Un’insegnante di sostegno mi ha scritto: “Ho sempre visto e vissuto la bellezza del mio lavoro come un intreccio di relazioni e di vite che contribuiscono alla crescita reciproca e a un rinnovamento continuo. Una volta entrati in Dad il mio pensiero è corso subito a M. Come potevo arrivare a lui, che so faticare tanto davanti a uno schermo? Ho proposto alla famiglia lezioni in presenza per due giorni la settimana. Da parte dei genitori sollievo e gratitudine; da parte di M. la gioia e il piacere di venire a scuola, nonostante il difficile inizio, nella situazione ‘anomala’ di una scuola silenziosa e vuota. I due giorni di presenza sono presto diventati tre, considerando il persistere delle difficoltà di M. nella didattica in remoto. Ecco allora che in queste ore di didattica a distanza, che pure rimanevano, mi sono affacciata alla sua cameretta, scoprendo in lui il piacere di farmi entrare in casa, di farmi conoscere la sua gattina, potendo anche più facilmente confrontarmi con i genitori, condividere la loro sofferenza e aprire il cuore alla speranza. Ho capito che si può dare tanto anche così e che il mio lavoro si conferma tra i più belli del mondo”.

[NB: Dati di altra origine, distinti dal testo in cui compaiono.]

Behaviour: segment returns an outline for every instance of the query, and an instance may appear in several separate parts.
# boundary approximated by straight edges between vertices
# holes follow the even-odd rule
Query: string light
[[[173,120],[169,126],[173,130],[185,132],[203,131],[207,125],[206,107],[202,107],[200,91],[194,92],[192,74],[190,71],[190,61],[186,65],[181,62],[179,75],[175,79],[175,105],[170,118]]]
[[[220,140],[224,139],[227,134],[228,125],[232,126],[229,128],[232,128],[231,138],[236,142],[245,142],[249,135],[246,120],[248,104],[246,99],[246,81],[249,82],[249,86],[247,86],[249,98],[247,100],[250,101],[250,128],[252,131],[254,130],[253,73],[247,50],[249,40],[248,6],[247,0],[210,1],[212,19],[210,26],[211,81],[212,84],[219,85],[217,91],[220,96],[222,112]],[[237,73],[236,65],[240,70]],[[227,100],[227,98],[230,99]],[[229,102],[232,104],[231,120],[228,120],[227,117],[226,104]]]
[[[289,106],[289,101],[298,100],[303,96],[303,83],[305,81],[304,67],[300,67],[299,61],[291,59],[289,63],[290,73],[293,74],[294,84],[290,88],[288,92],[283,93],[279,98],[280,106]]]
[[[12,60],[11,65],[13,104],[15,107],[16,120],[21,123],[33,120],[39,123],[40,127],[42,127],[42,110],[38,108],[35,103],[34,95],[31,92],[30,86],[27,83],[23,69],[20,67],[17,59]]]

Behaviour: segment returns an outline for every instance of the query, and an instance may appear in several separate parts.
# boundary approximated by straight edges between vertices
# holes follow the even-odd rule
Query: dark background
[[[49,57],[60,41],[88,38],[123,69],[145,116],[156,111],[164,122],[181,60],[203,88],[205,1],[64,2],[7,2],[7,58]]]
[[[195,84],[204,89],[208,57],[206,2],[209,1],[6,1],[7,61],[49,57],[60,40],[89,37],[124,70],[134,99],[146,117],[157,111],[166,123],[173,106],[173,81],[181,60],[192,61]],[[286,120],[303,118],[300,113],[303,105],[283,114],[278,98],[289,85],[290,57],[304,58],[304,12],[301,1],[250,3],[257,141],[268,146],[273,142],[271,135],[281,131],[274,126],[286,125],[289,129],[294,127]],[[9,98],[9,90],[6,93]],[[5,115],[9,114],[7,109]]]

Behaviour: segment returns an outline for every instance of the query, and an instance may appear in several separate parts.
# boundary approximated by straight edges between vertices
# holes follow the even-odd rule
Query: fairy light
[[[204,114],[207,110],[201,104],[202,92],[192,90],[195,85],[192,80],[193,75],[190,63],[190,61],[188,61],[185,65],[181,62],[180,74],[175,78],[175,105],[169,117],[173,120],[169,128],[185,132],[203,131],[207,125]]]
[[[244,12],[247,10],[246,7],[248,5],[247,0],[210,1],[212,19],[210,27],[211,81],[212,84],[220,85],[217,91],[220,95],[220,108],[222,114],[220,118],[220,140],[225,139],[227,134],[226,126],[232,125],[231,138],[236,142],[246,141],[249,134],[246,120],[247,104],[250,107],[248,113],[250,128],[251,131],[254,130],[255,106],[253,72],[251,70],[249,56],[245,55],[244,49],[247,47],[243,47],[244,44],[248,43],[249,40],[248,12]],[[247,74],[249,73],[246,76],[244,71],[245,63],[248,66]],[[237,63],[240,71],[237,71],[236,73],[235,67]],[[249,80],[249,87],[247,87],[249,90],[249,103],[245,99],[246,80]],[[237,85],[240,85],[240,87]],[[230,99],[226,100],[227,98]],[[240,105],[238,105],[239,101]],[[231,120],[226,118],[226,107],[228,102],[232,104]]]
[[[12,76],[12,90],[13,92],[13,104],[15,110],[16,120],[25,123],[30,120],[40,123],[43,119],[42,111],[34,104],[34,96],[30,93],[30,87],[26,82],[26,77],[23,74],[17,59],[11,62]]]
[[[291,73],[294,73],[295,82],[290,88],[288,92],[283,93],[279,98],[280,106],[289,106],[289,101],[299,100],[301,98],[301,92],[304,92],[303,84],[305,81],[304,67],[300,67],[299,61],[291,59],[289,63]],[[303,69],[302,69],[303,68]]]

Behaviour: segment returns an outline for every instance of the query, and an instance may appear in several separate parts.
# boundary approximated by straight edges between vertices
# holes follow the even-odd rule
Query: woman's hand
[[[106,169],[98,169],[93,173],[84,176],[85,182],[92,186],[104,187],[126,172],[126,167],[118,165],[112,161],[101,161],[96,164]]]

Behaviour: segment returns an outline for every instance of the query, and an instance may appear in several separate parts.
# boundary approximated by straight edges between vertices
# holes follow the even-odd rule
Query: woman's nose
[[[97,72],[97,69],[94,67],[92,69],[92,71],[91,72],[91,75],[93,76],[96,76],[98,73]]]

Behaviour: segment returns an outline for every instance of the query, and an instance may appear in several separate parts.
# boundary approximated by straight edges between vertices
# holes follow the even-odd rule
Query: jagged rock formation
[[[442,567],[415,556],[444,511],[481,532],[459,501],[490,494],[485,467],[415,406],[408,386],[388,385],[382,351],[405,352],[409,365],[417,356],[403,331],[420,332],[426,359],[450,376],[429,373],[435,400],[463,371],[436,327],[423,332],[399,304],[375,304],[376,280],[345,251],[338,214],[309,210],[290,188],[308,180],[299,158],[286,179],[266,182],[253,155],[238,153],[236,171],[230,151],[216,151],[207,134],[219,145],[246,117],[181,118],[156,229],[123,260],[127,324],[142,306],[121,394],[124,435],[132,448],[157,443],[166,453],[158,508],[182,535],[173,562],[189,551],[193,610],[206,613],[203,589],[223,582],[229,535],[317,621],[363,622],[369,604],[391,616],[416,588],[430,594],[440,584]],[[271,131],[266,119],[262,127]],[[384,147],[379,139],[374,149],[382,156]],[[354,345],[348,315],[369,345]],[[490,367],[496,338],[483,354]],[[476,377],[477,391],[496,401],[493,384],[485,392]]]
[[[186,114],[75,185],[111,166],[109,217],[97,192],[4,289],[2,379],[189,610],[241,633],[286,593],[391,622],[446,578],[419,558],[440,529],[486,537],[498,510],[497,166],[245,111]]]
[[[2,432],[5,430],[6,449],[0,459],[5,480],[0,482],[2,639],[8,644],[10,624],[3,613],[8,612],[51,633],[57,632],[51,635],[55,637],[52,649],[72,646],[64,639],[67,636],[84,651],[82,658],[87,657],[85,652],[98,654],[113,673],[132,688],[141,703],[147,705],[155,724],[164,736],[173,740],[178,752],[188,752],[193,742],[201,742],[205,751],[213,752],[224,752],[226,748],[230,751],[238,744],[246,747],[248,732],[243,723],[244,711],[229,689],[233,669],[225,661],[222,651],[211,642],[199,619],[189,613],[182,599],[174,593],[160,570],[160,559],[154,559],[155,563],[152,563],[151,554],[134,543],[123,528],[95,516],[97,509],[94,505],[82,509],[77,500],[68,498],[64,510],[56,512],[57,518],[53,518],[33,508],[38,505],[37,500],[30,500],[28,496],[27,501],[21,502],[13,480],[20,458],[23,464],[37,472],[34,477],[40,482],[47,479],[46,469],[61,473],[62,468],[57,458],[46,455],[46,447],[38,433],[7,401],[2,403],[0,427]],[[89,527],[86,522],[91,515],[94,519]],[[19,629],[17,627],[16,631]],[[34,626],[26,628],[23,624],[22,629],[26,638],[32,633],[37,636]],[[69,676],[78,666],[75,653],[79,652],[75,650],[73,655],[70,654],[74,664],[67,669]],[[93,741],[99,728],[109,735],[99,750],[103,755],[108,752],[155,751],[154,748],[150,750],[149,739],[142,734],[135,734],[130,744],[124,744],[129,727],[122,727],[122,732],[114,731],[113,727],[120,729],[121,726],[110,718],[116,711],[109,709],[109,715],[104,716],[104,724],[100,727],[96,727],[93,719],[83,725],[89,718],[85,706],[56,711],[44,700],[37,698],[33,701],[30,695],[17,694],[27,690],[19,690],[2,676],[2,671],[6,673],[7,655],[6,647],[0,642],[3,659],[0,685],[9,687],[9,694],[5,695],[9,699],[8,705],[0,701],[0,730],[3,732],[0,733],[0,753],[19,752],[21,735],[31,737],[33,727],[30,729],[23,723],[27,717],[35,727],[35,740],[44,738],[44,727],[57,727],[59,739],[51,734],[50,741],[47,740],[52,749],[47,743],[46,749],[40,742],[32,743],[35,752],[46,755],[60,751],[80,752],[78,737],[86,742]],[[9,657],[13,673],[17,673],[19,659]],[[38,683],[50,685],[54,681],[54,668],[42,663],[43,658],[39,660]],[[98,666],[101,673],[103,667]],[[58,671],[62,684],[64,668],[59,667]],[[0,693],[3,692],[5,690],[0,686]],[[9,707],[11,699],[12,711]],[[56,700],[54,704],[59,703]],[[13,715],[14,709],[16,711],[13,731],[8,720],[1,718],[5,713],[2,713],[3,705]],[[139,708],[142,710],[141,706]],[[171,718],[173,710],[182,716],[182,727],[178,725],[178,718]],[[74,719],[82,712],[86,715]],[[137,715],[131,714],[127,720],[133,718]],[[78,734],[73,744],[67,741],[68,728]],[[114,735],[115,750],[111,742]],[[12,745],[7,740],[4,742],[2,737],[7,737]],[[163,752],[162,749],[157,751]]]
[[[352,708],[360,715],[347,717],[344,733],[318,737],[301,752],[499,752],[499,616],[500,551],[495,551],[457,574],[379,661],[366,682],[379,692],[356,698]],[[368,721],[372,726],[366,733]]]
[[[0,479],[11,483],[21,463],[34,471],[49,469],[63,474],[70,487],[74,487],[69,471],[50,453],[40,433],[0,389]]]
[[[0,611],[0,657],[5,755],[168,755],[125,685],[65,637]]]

Certo, siamo tutti unanimi nel sostenere che la scuola deve essere vissuta in presenza e che la didattica a distanza è stato il rimedio meno peggio nella situazione di emergenza in cui ci siamo trovati. Ma la relazione, quella relazione così riscoperta e così decantata anche da chi della scuola ha normalmente una visione poco più che tecnicistica, se c’è, non può essere annientata dalla lontananza, perché ha radici nel cuore, determina legami invisibili che non si indeboliscono, anzi si rinsaldano a distanza. Ed è questo il premio più bello per la dolce fatica dell’insegnare.